Bizim, "kurumlarımızı ve toplumumuzu demokratikleştirecek ve Çerkesleştireceğiz" dememizin nedeni de budur.
Ama Çerkesleşmek sadece bir isim veya "tabela" değişikliği değildir ve "öze dönüş"tür. Kararları açık ve şeffaf mekanizmalarda meclis tarzı demokratik örgütlenmelerde almaktır. Cesur olmaktır. Özü sözü bir olmaktır. Vatan ve doğa sevgisidir... Kadına saygıdır...
Bunlar, bir Çerkesin karakteri, "olmazsa olmaz"ı ve insanlık bilincine sunacağı katma değerdir.
DÇB'de ve bazı kurumlarımızda yıllardır yaşanan gizli kapaklı işleri, haksızlıkları ve hukuksuzlukları herkes biliyor. En son, DÇB başkanı Hauti, tüzüğe de aykırı açıklamalar yaptı. Çerkes halkının birliğinin, birlik olma mücadelesinin altına dinamit koydu.
Bu açıklamayı yaparken röportaj boyunca kendisine saygısızlık yapmayan, soğukkanlılığını koruyan Asiat'a hakaretler yağdırdı.
Elbette bunlar kimsenin hoşuna gitmedi. Ama Hauti, eminim şimdi "biraz gürültü yapar, bir kaç gün sonra unuturlar" diyordur.
Bu nedenle, tepkimiz bir basın açıklaması ile bitmemelidir.
Muhammed'in ( Terkulov ) açıklaması ve tavrı bize örnek olmalıdır. Ne yaptı Muhammed?
“Herkesin bildiği gibi birkaç gün önce Dünya Çerkes Birliği Başkanı; KBC’de yaşayan Adigelere nüfus sayımında kendilerini Çerkes olarak değil, ısrarla Kabardey olarak yazdırmaları çağrısında bulunmuştur.
Bu açıklama, Dünya Çerkes Birliği tüzüğüne aykırı olup Dünya Çerkeslerinin birliğini amaçlayan DÇB’nin anlamını yitirmesine sebep olmuştur. DÇB Başkanının açıklaması halkımızı tek bir isim altında birleştirmek yerine tamamen bölmeye ve parçalamaya yönelik yersiz bir açıklamadır.
Bu nedenle gönüllü olarak DÇB Denetim Komisyonu Başkanlığı görevimden istifa ediyor ve DÇB ile herhangi bir ilişkimin kalmadığını açıkça beyan ediyorum" dedi ve istifa etti.

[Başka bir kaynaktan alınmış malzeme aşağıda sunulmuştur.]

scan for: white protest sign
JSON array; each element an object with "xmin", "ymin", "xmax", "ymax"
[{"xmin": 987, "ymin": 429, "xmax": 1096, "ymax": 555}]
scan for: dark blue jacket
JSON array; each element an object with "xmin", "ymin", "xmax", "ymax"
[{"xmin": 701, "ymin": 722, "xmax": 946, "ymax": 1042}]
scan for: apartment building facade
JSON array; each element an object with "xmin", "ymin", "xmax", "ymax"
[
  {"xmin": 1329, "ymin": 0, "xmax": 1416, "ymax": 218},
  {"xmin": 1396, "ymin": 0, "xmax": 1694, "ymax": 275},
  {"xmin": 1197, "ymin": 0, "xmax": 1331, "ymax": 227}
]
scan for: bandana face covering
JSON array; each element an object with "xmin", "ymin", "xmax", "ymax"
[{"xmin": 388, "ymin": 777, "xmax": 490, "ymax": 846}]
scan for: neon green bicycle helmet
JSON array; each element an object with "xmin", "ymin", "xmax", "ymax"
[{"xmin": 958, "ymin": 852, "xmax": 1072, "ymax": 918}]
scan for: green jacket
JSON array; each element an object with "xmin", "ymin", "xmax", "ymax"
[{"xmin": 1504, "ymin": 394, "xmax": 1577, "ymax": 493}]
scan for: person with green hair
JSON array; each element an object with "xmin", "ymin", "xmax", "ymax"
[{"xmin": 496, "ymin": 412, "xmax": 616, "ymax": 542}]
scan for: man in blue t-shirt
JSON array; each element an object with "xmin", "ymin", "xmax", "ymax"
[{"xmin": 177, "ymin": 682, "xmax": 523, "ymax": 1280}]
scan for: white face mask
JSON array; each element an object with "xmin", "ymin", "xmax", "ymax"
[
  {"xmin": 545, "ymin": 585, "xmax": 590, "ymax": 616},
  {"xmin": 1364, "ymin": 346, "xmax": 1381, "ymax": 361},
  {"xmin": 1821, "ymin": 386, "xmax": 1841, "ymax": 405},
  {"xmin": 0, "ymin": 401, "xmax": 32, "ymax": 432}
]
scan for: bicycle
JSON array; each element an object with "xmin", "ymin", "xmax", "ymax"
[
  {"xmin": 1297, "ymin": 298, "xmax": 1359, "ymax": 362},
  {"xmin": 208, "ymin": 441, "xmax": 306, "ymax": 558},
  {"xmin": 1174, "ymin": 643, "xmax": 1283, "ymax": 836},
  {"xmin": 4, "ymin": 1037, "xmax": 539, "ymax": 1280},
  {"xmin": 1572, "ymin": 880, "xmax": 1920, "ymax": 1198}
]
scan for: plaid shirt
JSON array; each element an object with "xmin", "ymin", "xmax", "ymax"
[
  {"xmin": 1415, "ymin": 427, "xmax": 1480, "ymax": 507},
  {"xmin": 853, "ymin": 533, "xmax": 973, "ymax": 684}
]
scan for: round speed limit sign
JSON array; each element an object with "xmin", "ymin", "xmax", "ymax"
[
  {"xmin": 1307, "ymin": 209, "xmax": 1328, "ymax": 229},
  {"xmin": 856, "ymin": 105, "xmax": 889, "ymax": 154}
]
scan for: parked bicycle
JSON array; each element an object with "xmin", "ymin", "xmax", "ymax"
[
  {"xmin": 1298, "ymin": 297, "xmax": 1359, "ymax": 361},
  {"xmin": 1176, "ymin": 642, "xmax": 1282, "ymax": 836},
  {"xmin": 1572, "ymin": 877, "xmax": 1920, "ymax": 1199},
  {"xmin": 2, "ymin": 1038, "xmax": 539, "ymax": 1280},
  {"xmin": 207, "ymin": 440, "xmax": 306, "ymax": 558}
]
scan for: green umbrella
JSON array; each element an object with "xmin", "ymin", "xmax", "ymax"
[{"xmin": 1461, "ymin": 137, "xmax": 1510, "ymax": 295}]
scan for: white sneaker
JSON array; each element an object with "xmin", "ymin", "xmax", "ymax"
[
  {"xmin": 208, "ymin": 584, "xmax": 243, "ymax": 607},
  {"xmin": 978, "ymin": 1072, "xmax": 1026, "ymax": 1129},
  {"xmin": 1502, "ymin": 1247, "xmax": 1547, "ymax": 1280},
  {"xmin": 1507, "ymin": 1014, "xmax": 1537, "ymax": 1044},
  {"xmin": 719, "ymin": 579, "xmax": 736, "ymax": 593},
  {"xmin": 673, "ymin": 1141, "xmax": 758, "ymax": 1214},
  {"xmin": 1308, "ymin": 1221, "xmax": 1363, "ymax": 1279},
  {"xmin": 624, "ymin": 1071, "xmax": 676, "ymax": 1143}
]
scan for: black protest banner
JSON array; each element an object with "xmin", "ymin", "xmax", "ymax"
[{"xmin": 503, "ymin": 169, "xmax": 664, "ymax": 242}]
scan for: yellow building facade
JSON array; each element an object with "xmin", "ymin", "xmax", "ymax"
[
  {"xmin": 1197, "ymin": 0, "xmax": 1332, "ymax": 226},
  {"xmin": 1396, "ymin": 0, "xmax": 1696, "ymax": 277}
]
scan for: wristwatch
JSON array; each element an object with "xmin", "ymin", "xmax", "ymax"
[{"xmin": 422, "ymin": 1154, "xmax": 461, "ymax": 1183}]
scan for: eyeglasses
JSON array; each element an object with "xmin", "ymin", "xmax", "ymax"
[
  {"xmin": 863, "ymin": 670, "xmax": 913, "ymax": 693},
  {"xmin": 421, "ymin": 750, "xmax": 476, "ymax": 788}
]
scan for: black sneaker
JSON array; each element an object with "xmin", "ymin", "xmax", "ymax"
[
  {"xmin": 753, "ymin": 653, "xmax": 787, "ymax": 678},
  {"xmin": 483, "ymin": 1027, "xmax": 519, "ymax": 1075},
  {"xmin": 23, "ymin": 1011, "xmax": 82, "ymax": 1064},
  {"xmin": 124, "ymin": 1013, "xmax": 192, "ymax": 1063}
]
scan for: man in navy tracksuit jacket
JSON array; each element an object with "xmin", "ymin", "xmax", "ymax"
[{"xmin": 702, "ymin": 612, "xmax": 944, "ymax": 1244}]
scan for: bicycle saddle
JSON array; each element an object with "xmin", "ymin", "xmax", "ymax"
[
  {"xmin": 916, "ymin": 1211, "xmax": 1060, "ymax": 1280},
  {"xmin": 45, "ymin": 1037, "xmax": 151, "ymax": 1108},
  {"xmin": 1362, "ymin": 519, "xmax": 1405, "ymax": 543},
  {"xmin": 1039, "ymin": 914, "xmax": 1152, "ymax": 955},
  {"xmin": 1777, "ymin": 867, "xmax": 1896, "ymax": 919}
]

Hauti, hem kimseye bir bilgi vermeden tüzüğümüze aykırı bir açıklama yapmış, hem de binlerce yıllık geleneklerimize ( Xabzelerimize ) ve insanlığın bugün ulaştığı sosyal toplumsal bilince aykırı bir tutum almış, Asiet'e hakaret etmiştir.
Bu durumda ya kendisi artık o makamda loturmamalıdır, ya da DÇB'de bizi temsil edenler Muhammed Tekulov gibi, cesur-onurlu bir tavır almalı; tüm Çerkes kamuoyu da bu talebi büyütmelidir.